In recent months there have been multiple vessels grounding on the Belize Barrier Reef, threatening the health of the World Heritage Site and lifeblood of the Belizean sea. On December 31, 2014, a French boat captain crashed his steel-hulled vessel into the reef near some coral rubble when he missed the channel near Caye Caulker. Just last week, a 12-foot by 6-foot deep water submersible was spotted lodged on the reef about six miles north of San Pedro Town on Ambergris Caye in the Mexico Rocks area, causing significant damage to coral reefs in the area, according to a review undertaken by OCEANA Belize and associated scientists. The Ministry of Forestry and Fisheries through its own Department of the Environment will undertake its own inquiry into the second incident and continues to work on the first. But priority number one, according to CEO Adele Catzim-Sanchez, is removing the precariously lodged vessel from the reef, and that may be easier said than done.
ADELE CATZIM- Ministry of Forestry, Fisheries and Sustainable Development
“We have done everything that we could have done to try to maintain the integrity of the boat while taking it off the reef system but we’ve not been able to do that. We’ve made several attempts since the first of January to do so and have invested quite a bit of resources in trying tio take the boat off the reef. The next step is for us to invest in breaking the ship into parts. Dismantle it in order to lift it off the reef so that it doesn’t continue to compromise the quality and integrity of the reef system. so , it’s one of those areas that you have to give and take, so their hoping that this experience enables us to strengthen us on how we move forward with our tourism sector.”

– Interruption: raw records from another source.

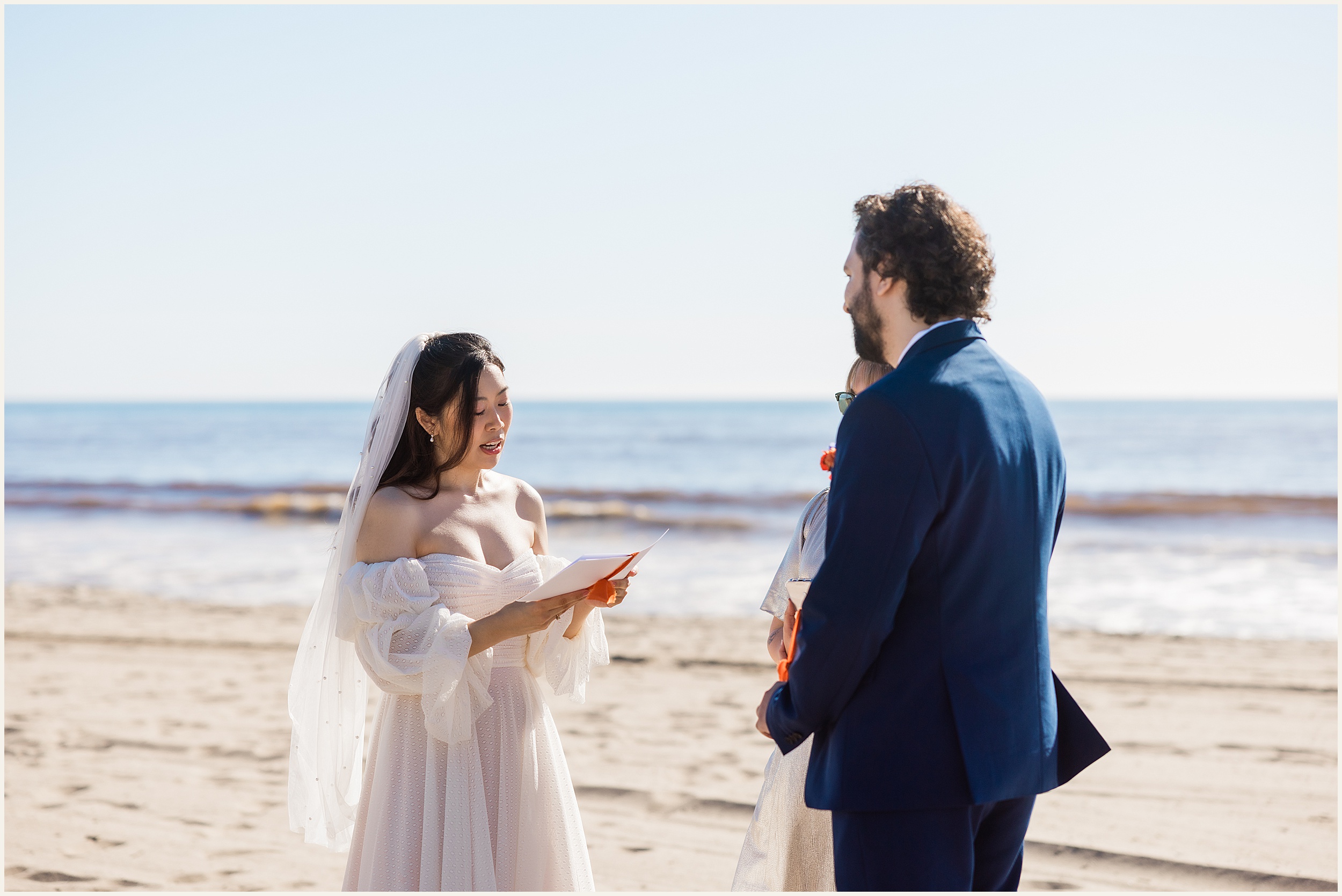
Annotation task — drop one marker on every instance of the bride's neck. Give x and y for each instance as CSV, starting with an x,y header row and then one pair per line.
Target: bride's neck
x,y
466,481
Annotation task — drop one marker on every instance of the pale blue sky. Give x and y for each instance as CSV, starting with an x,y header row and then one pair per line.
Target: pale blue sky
x,y
655,202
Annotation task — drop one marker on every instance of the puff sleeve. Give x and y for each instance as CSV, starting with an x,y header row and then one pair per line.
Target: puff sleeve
x,y
411,644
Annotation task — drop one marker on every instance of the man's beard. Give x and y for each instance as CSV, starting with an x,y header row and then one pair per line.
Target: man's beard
x,y
866,328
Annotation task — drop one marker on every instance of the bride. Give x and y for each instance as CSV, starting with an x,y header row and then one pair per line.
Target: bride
x,y
466,787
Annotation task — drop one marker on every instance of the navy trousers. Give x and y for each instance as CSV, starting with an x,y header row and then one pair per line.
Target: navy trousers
x,y
962,848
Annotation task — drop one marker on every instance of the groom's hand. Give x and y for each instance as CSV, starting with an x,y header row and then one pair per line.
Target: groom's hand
x,y
763,711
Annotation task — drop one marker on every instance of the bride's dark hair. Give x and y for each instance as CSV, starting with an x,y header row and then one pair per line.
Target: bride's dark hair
x,y
447,373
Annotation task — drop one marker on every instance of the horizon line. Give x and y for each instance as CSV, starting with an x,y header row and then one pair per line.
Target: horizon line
x,y
618,399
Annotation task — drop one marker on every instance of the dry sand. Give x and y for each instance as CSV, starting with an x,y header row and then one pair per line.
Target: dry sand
x,y
147,746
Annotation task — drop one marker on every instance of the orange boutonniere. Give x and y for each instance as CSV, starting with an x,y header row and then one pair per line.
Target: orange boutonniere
x,y
827,459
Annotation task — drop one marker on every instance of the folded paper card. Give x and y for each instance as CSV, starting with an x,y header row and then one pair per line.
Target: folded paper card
x,y
591,570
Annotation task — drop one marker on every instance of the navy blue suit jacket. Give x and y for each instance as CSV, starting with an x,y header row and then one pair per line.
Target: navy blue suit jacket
x,y
922,658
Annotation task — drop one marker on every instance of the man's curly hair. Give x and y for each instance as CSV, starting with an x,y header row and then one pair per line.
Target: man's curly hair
x,y
920,235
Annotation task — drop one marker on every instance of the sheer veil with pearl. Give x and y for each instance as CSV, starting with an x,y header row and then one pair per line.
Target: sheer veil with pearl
x,y
328,691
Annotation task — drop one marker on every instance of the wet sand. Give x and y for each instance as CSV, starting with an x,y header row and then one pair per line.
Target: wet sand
x,y
147,749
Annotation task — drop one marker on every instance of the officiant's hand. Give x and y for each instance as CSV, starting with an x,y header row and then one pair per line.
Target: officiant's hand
x,y
763,711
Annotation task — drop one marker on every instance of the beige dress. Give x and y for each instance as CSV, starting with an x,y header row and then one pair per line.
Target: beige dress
x,y
790,847
466,785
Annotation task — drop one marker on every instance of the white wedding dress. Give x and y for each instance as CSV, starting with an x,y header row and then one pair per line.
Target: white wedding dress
x,y
790,847
466,787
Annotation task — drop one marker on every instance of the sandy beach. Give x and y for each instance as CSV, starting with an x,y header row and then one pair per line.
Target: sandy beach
x,y
147,749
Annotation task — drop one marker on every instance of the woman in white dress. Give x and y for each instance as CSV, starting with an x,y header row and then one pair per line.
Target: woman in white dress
x,y
466,785
790,847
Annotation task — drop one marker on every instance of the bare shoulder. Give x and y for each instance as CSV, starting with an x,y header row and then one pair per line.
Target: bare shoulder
x,y
391,503
528,501
390,529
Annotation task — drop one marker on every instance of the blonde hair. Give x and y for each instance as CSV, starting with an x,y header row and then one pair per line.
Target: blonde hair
x,y
865,372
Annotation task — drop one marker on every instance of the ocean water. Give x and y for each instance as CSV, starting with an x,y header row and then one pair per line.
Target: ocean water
x,y
1195,518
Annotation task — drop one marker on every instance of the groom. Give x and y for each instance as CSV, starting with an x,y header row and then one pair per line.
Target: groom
x,y
922,658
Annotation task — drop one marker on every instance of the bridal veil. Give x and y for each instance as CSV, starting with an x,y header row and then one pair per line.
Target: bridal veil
x,y
328,691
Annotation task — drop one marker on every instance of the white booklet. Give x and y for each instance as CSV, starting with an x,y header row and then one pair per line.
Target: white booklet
x,y
588,570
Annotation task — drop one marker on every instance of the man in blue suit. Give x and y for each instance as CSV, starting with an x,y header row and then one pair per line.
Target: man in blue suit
x,y
922,653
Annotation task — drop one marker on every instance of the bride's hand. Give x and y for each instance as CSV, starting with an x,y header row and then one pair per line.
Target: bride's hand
x,y
622,588
520,618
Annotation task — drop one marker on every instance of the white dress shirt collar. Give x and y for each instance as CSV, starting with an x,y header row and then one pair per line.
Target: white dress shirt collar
x,y
921,334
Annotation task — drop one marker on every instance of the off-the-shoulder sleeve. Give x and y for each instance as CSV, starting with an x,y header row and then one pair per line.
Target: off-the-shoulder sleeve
x,y
776,599
567,663
411,644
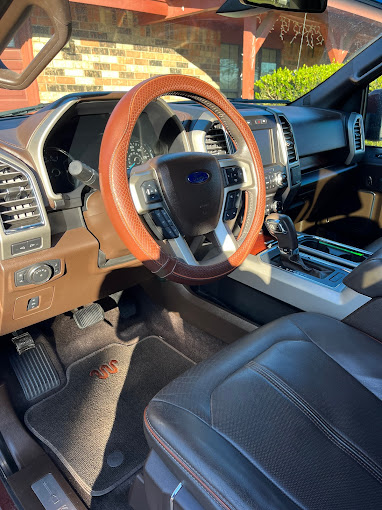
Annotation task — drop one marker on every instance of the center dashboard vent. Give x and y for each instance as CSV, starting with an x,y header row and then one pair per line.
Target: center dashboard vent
x,y
358,138
356,134
218,141
289,140
19,207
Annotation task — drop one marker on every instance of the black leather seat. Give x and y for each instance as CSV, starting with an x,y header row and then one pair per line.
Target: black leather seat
x,y
374,246
288,417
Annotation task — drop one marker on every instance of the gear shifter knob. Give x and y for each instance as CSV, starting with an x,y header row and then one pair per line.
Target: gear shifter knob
x,y
283,229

This incident and previous run-ins including the Westerhaven cargo ship near Glovers Reef, and Great Escape and Azteca near Ambergris Caye have forced the Ministry to develop its protocol for addressing incidents like these, drawing the line between uninhibited pleasure cruising of Belizean waters and lasting scars on the reef which provides such opportunities. Efforts continue, says Catzim-Sanchez, to bring the captain of the Caye Caulker vessel to justice.
“Our Ministry has been working with the Solicitor General’s Office to get their legal advice on how we can make charges in absentia,= and so even in terms of dismantling the boat and so on. All of that has required us to work with the Solicitor General, they have been very supportive in going through the legal system to get all the requisite legal documents in place to be able to do what is necessary to address the situation and that includes the work of negotiating the company. We have to make the assessment as soon as we get the boat off the reef because we have a preliminary assessment but not until we are able to lift the vessle off the reef that we will see all the extended damage. ”
With regard to the Mexico Rocks incident, Catzim says the Ministry’s information is being developed by a team in the field which has yet to make a report.
“I wouldn’t be able to comment on that as that is something that happened fairly recently and that and I really don’t have all the information to be able to speak fully in that particular situation. We can engage with the media and give an official update on that. I know it has been raised by a couple people- this week actually , to request that we also trigger that emergency response. I know for a fact that I have approved the staff of the Department of the environment going out into the feel to check out the situation. And so I am just awaiting the formal report that comes out of that assessment but we have activated our response. “
press release on Monday indicated that based on markings and serial numbers on the Mexico Rocks vessel, it has been identified as a remote operated vehicle that was “reported as ‘lost’ in Trinidad and Tobago in November, 2014.